Le boycott d’accès concerne tous les sites à Bruxelles et Strasbourg, où se tiennent les principaux débats, ainsi que le secrétariat au Luxembourg.
Selon le Parlement, cette mesure est une réponse à la répression brutale des autorités iraniennes contre les manifestants. La présidente Roberta Metsola a souligné que le Parlement européen se déclare solidaire du peuple iranien.

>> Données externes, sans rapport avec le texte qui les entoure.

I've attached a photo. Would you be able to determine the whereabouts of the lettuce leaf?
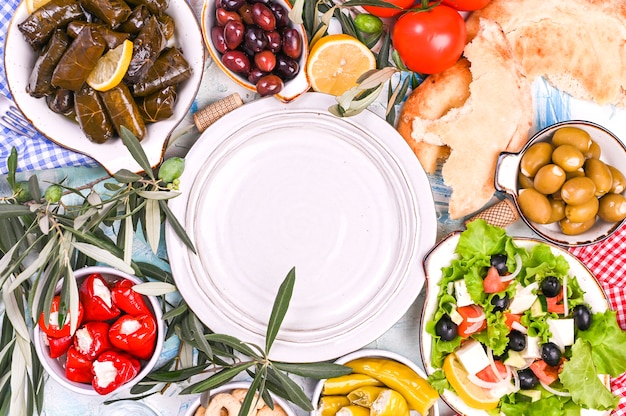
[559,338,619,410]
[576,310,626,377]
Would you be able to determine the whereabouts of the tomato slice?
[476,360,507,383]
[456,305,487,338]
[546,291,565,314]
[530,360,561,385]
[483,266,511,293]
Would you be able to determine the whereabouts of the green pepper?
[346,358,439,415]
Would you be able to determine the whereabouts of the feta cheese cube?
[546,318,574,351]
[455,340,489,374]
[454,279,474,307]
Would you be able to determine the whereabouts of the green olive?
[548,197,565,224]
[559,217,596,235]
[585,159,613,196]
[517,188,552,224]
[561,176,596,205]
[598,194,626,222]
[585,140,602,159]
[552,144,585,172]
[519,175,535,188]
[520,142,554,178]
[552,127,592,154]
[565,198,600,222]
[533,163,565,195]
[607,165,626,194]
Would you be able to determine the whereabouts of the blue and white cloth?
[0,0,98,174]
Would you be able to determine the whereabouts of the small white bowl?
[185,381,296,416]
[310,348,439,416]
[4,0,205,174]
[201,0,311,102]
[495,120,626,247]
[33,266,165,397]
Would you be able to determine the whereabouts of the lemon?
[443,354,500,410]
[87,39,133,91]
[306,34,376,96]
[26,0,50,14]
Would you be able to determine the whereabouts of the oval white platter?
[166,93,436,362]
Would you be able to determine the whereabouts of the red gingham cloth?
[570,225,626,416]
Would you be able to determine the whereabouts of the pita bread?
[402,20,533,219]
[467,0,626,107]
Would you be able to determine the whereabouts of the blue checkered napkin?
[0,0,98,174]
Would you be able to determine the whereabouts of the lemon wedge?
[306,34,376,96]
[87,39,133,91]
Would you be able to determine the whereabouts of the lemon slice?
[87,39,133,91]
[306,34,376,96]
[443,354,500,410]
[26,0,50,14]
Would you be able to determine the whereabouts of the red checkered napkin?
[570,225,626,416]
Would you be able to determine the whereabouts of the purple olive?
[224,20,246,50]
[252,3,276,32]
[256,74,283,97]
[283,28,302,59]
[211,26,228,53]
[222,51,250,74]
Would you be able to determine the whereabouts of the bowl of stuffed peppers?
[33,266,165,396]
[4,0,205,173]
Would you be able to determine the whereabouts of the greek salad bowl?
[310,348,439,416]
[33,266,165,396]
[420,220,612,416]
[185,381,296,416]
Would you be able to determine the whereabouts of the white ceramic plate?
[166,93,436,362]
[420,233,609,416]
[4,0,204,173]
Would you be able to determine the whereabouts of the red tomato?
[363,0,415,17]
[476,360,507,383]
[483,266,510,293]
[442,0,489,11]
[392,6,466,74]
[456,305,487,338]
[530,360,561,385]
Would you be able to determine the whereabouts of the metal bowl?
[495,120,626,246]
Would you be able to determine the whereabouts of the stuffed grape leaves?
[126,0,169,15]
[52,27,106,91]
[74,84,115,143]
[26,29,70,98]
[125,16,167,84]
[117,4,150,35]
[67,20,130,49]
[80,0,132,29]
[46,88,74,116]
[130,48,191,97]
[137,85,176,123]
[17,0,85,51]
[100,82,146,140]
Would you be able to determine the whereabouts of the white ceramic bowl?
[310,348,439,416]
[4,0,205,173]
[33,266,165,397]
[495,120,626,246]
[201,0,310,102]
[185,381,296,416]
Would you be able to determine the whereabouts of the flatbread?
[404,20,533,219]
[467,0,626,108]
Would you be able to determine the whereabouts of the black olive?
[508,329,526,351]
[491,293,510,312]
[491,254,509,276]
[572,305,591,331]
[435,315,459,341]
[541,342,561,367]
[517,368,539,390]
[541,276,561,298]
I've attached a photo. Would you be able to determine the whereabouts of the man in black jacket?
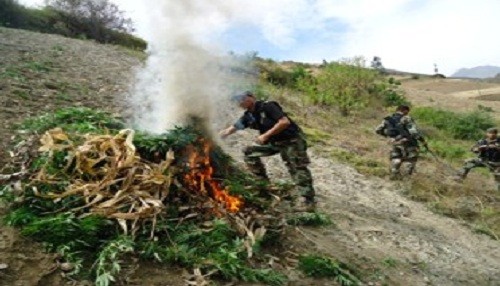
[220,91,315,209]
[455,128,500,191]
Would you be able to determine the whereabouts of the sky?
[19,0,500,75]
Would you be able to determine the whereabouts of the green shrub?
[371,77,411,107]
[297,58,377,116]
[287,212,332,226]
[20,107,124,133]
[299,255,361,286]
[428,139,469,159]
[412,107,495,140]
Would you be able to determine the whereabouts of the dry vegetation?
[258,60,500,239]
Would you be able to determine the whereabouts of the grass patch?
[287,212,333,226]
[299,255,361,286]
[20,107,124,133]
[302,127,332,144]
[330,148,388,177]
[412,107,495,140]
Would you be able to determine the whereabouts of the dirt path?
[223,132,500,286]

Outre l’interdiction d’accès, des discussions sont en cours concernant de nouvelles sanctions possibles de l’UE contre l’Iran. Au sein de l’Union européenne, on réfléchit à d’autres mesures. Il est notamment envisagé d’étendre les sanctions aux personnes impliquées dans la répression, la violence et les exécutions.
La Commission européenne a également répondu publiquement à la situation. La présidente de la Commission Ursula von der Leyen a déclaré que l’Union européenne suit de près les évolutions en Iran, alors que la répression s’intensifie et que le nombre de victimes parmi les manifestants augmente.
Selon la Commission, l’UE est aux côtés du peuple iranien dans sa quête de liberté et de droits fondamentaux. Le soutien à la démocratie et aux droits de l’homme est décrit comme une composante intégrale de l’engagement de l’Union européenne.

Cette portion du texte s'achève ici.